In the primary analysis, 6,885 were chronically anticoagulated with FXaI (N = 2,427) or VKA (N = 4,458). Compared to patients taking VKA, those receiving FXaI had lower rates of major amputation (6.7% vs 8.4%, P=0.020) and mortality (7.6% vs 15.2%, P<0.001). Using Kaplan-Meier analysis, patients treated with FXaI had improved amputation-free survival (AFS) after PVI compared to patients receiving VKA. Adjusting for significant patient and procedural characteristics, Cox proportional hazard regression demonstrated that there is an increased risk for major amputation or mortality in patients using VKA compared to FXaI (HR 1.61, [1.36-1.90]).

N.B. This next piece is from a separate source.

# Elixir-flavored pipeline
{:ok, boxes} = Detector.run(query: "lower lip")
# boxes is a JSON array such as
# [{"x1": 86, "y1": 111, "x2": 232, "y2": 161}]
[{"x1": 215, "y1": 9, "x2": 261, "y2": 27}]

In the secondary analysis, a total of 161,550 patients underwent primary PVI, and 32.5% (N=52,584) were discharged on either FXaI+C or DAPT. After four-to-one matching, 8,356 patients receiving DAPT were compared with 2,089 patients taking FXaI+C. After a mean follow up of 400 days, patients discharged on FXaI and clopidogrel had significantly higher rates of reinterventions (20.4% vs. 15.9%, P<0.001) and one-year mortality (13.3% vs. 11.3%, P<0.001) as compared to patients discharged on DAPT. Cox Proportional-hazard regression analysis showed that discharge on FXaI+C was independently associated with increased mortality compared to DAPT (HR=1.22, [1.01-1.47]) after PVI for PAD.

In conclusion, chronic anticoagulation with FXaI as compared to VKA was associated with superior perioperative and long-term outcomes in patients with PAD undergoing PVI. FXaI should be the preferred agents over VKA for chronic anticoagulation after PVI in patients with PAD. However, in patients with PAD not receiving chronic anticoagulation, DAPT seems to be associated with improved limb outcomes and survival compared to FXaI+C at discharge after PVI. Further investigation is needed to determine optimal combination antithrombotic pharmacotherapy regimens after PVI for PAD.